Una scuola femminile che apre le sue porte anche ai maschietti. Cinque studenti che così approfittano per iscriversi alla prestigiosa Hachimitsu, istituto privato alle porte di Tokyo. Tutto bene? Certo che no: i cinque si accorgono con sgomento di essere gli unici maschi in un oceano di un migliaio di fanciulle. Per forza di cose fanno fronte comune tra di loro, un po’ per “difesa”, un po’ perché sono convinti di poter trovare tattiche migliori per approcciarsi all’altra metà del cielo. Resta però un mistero il motivo per cui tutte le ragazze rifiutino anche solo di parlare con loro. Con una eccezione: uno dei cinque, Kiyoshi, diventa segretamente amico di Chiyo, grazie alla comune passione per il sumo. Si trova così in grave imbarazzo quando i suoi compagni decidono di passare all’azione, spinti dagli ormoni e dalla curiosità: come resistere a uno spogliatoio dove un migliaio di ragazze stanno facendo la doccia? Il “piano dei guardoni” è rapidamente approntato, ma Kiyoshi non vuole che gli altri vedano “la sua” Chiyo nuda…

Ovviamente, i maldestri adolescenti vengono beccati sul fatto dalle ragazze furiose che decidono di infliggere ai rei un castigo esemplare: tutti e cinque saranno incarcerati nella prigione della scuola e sottoposti a lavori forzati, umiliazioni e sevizie assortite per un mese! E tutto con il benestare dei professori, che tollerano – e anzi sostengono – questa Prison School!
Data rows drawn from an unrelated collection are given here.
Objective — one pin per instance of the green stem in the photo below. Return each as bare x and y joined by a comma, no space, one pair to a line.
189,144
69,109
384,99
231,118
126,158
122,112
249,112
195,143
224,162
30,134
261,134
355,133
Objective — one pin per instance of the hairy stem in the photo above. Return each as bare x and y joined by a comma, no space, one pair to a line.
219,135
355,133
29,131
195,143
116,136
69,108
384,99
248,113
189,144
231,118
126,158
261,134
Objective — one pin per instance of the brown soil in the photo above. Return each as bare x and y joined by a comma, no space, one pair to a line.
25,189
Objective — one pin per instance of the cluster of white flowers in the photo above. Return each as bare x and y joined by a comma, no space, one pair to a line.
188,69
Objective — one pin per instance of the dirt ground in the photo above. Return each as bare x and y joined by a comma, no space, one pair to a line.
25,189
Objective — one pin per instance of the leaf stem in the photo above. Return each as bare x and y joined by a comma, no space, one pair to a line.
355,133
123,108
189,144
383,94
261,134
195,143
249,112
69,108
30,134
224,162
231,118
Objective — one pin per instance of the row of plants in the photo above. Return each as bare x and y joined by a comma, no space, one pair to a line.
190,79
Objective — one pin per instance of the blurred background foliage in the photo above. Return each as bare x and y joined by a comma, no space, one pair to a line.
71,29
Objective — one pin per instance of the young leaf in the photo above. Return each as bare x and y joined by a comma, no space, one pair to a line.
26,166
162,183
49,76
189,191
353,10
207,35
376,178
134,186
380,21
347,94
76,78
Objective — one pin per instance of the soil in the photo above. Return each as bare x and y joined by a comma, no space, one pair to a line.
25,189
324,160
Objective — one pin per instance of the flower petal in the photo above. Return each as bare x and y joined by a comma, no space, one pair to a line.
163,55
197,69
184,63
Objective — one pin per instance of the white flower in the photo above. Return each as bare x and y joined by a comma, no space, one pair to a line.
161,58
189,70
Lo sconvolto Kiyoshi è ancora più esterrefatto nell’accorgersi che gli altri quattro prigionieri accettano, e di buon grado, le sevizie della terribile Vicepresidente. Tutto pur di poterle star vicino e sbirciarle le mutandine! Prigioniero tra donne sadiche e uomini pervertiti, come potrà il buon Kiyoshi uscire da questa pazzia indenne agli occhi della dolce Chiyo? O, più in generale, ne uscirà indenne in senso assoluto o subirà anche lui il fascino perverso della situazione?
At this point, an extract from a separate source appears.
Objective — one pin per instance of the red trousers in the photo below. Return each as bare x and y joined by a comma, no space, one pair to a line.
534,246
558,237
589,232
Un seinen manga di Akira Hiramoto con abbondanza di scene sexy (qualcuno potrebbe valutarle come fanservice, quelle scene – più o meno vagamente – erotiche piazzate tra le pagine senza un motivo legato alla trama, ma utili per attirare il lettore) e qualche eccesso: troppo babbei i quattro compagni di sventura (sventura?) di Kiyoshi, troppo cattive le ragazze della prigione, troppo dolce e carina la piccola Chiyo, solitaria mosca bianca: insomma, un po’ troppi stereotipi tutti insieme. Piacerà agli amanti del genere scolastico-piccante che ha molti altri esempi nel manga (ma anche nel fumetto e nel cinema  occidentali è un tema classico, per quanto utilizzato in molti altri modi).

Prison School è dal 24 aprile 2013 in fumetteria (collana Storie di Kappa nr. 215, aprile 2013, 192 pagine in b/n,  € 4,90). Come abitudine di Star Comics, sul suo sito è disponibile una preview sfogliabile dell’albo.